2). The very fact that there are different trends in contemporary worship suggests that worship styles too represent a mall, offered by different churches to suit your personal taste or spirituality, all enticing in different ways, and in competition with one another (p. xxiii).
From this brief, but engaging introduction, Spinks then leads us on a journey of exploration through various postmodern worship trends. In each chapter, Spinks provides some concrete examples of various models. He presents a brief history of the movement and then outlines their worship service. This survey is eye opening and intriguing. I think this survey provides a thorough introduction to these various trends. Spinks’ analysis is only a beginning and invites the reader (or a future doctoral student!) to take the next step. What long-term effects will current trends have on religion and religious experience?
As you can see, he covers quite far-flung topics:
- Blended, fusion or synthesis worship (The U2 Eucharist, Duke Ellington Mass, Hip-Hop Eucharist)
- Consciously postmodern: alt., emerging and liquid worship (Nine O’Clock service)
- Entertaining worship or worship as entertainment?
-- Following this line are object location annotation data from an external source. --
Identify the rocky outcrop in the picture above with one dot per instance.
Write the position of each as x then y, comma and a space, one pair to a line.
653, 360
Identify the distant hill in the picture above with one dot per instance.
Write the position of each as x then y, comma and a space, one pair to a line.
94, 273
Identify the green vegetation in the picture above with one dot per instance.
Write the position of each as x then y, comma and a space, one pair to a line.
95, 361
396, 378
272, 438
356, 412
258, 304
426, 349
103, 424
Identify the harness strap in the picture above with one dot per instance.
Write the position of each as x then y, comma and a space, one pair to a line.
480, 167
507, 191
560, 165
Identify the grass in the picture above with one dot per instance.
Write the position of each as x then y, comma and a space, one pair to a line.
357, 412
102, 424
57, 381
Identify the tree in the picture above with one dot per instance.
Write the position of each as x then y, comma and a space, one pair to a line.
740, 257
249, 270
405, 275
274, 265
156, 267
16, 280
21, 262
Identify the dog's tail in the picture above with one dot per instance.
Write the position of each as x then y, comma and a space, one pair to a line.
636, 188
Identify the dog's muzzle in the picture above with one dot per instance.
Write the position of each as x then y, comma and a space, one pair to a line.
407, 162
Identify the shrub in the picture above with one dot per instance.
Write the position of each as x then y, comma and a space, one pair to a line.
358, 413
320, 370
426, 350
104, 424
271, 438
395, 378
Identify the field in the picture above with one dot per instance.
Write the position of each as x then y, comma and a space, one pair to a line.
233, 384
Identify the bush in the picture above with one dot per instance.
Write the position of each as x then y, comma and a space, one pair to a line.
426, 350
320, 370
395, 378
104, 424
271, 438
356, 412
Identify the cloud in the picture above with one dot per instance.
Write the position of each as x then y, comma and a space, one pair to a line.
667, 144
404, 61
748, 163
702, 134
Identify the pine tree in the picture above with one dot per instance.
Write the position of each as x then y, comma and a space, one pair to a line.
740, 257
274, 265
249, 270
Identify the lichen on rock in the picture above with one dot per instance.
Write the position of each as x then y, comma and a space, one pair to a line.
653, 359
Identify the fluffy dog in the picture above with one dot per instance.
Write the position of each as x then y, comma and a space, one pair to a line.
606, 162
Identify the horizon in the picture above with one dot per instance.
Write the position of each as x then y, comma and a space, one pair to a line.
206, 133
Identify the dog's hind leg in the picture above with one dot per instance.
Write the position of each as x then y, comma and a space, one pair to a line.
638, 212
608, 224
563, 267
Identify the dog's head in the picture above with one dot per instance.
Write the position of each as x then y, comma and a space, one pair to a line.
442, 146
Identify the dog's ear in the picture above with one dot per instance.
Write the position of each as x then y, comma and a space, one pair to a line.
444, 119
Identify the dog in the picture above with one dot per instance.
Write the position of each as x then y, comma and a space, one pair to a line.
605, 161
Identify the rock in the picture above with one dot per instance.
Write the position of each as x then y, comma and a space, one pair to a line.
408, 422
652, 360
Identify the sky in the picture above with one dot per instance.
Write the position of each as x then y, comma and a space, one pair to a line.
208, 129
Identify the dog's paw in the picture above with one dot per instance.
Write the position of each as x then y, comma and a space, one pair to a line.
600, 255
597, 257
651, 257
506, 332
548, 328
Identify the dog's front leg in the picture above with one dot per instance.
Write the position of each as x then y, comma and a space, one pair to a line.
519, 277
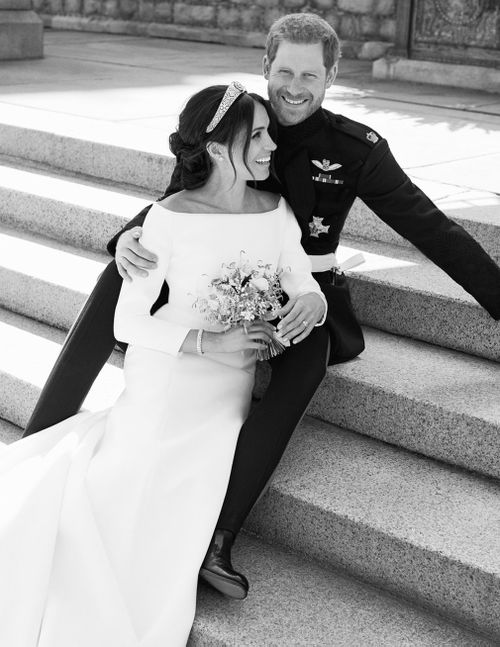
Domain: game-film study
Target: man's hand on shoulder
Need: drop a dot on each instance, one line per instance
(132, 259)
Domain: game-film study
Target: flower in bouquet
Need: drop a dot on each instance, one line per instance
(241, 294)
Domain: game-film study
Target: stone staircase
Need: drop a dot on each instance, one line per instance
(381, 526)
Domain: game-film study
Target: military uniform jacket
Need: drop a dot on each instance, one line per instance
(323, 163)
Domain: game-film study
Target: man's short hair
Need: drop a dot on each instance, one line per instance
(304, 28)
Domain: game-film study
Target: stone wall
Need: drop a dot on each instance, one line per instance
(366, 27)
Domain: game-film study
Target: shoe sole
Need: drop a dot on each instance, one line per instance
(223, 585)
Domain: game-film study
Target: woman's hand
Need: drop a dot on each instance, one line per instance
(299, 316)
(253, 335)
(132, 259)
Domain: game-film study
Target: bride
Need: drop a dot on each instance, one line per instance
(105, 517)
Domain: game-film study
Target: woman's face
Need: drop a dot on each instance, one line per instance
(259, 151)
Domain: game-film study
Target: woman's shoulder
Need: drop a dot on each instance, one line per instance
(266, 201)
(179, 202)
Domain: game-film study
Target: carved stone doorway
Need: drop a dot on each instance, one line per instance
(450, 31)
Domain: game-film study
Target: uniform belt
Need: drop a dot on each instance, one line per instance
(327, 262)
(323, 262)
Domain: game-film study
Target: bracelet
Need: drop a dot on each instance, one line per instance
(199, 336)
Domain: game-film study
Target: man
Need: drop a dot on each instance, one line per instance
(323, 162)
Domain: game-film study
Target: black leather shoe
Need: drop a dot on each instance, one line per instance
(217, 569)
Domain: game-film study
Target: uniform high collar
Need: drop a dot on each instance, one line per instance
(297, 133)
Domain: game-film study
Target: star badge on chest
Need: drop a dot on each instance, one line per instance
(316, 227)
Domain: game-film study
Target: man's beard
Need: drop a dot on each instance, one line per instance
(290, 115)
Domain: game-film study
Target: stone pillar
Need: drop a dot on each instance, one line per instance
(21, 30)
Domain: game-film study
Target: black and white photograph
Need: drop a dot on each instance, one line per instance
(249, 323)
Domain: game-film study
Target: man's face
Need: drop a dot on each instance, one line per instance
(297, 80)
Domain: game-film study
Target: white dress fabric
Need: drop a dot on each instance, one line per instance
(105, 518)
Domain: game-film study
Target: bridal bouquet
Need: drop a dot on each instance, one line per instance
(242, 294)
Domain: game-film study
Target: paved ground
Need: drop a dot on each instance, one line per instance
(111, 87)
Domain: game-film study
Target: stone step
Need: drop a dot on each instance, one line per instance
(430, 400)
(477, 211)
(397, 290)
(135, 156)
(437, 402)
(416, 527)
(76, 209)
(45, 280)
(299, 602)
(28, 350)
(138, 157)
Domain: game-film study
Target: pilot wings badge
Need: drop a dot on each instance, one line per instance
(325, 165)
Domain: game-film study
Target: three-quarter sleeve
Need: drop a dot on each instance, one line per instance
(133, 322)
(296, 277)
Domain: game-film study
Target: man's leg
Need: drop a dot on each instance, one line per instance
(296, 374)
(87, 347)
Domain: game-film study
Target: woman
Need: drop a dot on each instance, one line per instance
(99, 545)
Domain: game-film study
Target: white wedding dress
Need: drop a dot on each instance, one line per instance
(105, 518)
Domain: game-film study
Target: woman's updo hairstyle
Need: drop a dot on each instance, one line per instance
(189, 142)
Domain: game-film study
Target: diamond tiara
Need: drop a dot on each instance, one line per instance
(234, 89)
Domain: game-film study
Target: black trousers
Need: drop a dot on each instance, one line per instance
(264, 436)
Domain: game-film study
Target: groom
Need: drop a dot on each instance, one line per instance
(323, 162)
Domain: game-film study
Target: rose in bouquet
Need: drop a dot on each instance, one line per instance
(241, 294)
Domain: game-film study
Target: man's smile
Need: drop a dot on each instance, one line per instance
(293, 102)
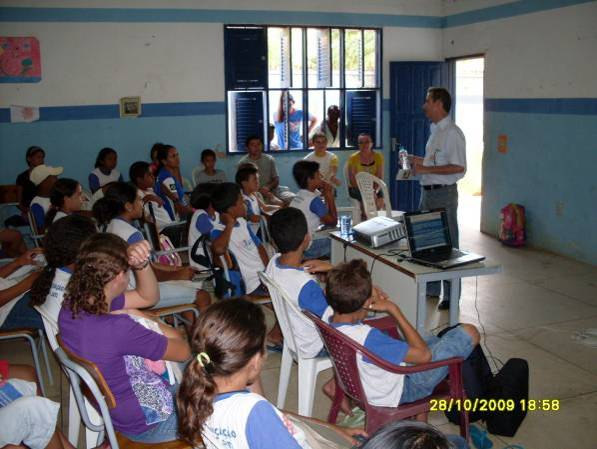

Megachurch, seeker services and multi-sensory worship (Robert Schuller, Joel Osteen, Willow Creek, Saddleback)
- Praise and Worship songs and worship in the charismatic churches (music and personality worship, Hillsong and Darlene Zschech)
- On the margins of corporate global postmodern culture (African Independent Churches, Korean Minjung Eucharists and Kuk-Ak Worship, Appalachian Mountain Religion and Taking Up Serpents)
- Contemporary “Celtic worship” (Iona Community; Celtic Eucharists)
- A variety of post-Vatican II liturgies (from the reclaiming of the 1962 rite to various pick-and-mix liturgies)
Spinks’ project is descriptive rather than evaluative, but as I read each chapter, questions abounded which deserve further treatment and conversation: In a society that is focused on individual success and gratification, how is our worship affected? Are the adaptations to existing models helpful? Do the new models reinforce consumerist and entertainment attitudes? How is ritual affected? The Worship Mall doesn’t necessarily provide clear answers to these questions, but Spinks does provide some insightful and provoking observations on how these worship trends engage and influence the “shopper.”
A line from the last paragraph of the book has stuck with me, “ Liturgy should entice and enchant us not only to desire, but also fall in love with God the Trinity, and thereby love our neighbours” (p. 216). Although his project is primarily descriptive, this idea can serve as a tool for evaluation for those planning liturgy and seeking a place of worship.